Haste Thee, Nymph

[youtube]http://www.youtube.com/watch?v=4tnV6NunQgw[/youtube]A lovely sunny picnic yesterday, and snow today. All I can say is, come on, haste thee, nymph. I’m dying for spring.

So this ridiculously spring-y song is a classic summons to the season, with words taken from John Milton‘s 1645  lyric poem L’Allegro, an ode to the goddess Mirth, and set to music by Handel in the winter of 1740. (And here with dancing by the Mark Morris troupe.)

The best part of the song is the hahahahahaha laughing chorus. I’ve started a small collection of laughing songs, where the singer bursts out in fake, musical laughter. If I were a DJ I’d mix them into a ha-ha whole.

The best part of the poem is that it demonstrates a very early use of  ‘tripping the light fantastic,’ see below.

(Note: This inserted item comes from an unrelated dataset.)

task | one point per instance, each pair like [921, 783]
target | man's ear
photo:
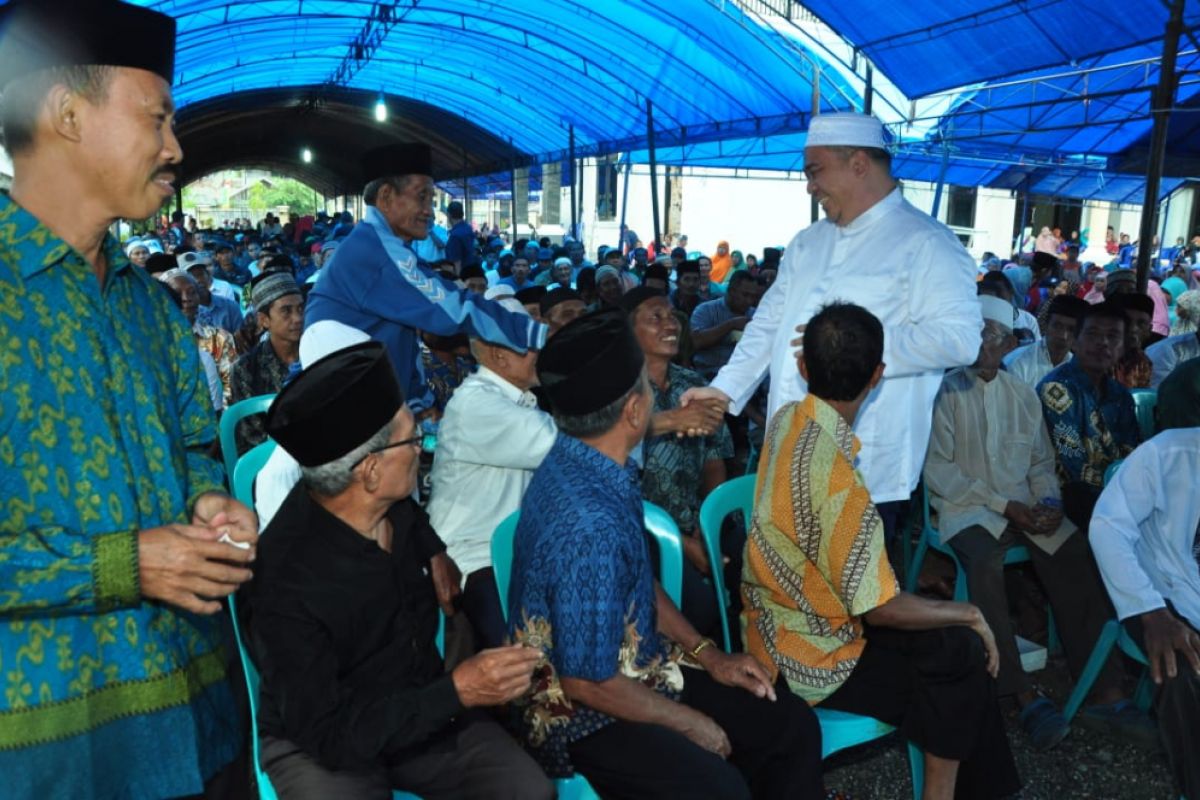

Haste thee, nymph, and bring with thee

Jest and youthful jollity,

Quips and cranks, and wanton wiles,

Nods, and becks, and wreathed smiles

Such as hang on Hebe’s cheek,

And love to live in dimple sleek,

Sport, that wrinkled care derides,

And laughter, holding both his sides.

Come, and trip it, as you go,

On the light fantastic toe;

And in thy right hand lead with thee

The mountain-nymph, sweet Liberty;

And, if I give thee honour due,

Mirth, admit me of thy crew,

To live with her, and live with thee,

In unreproved pleasures free …

Botticelli's "Primavera" at the Uffizi Gallery.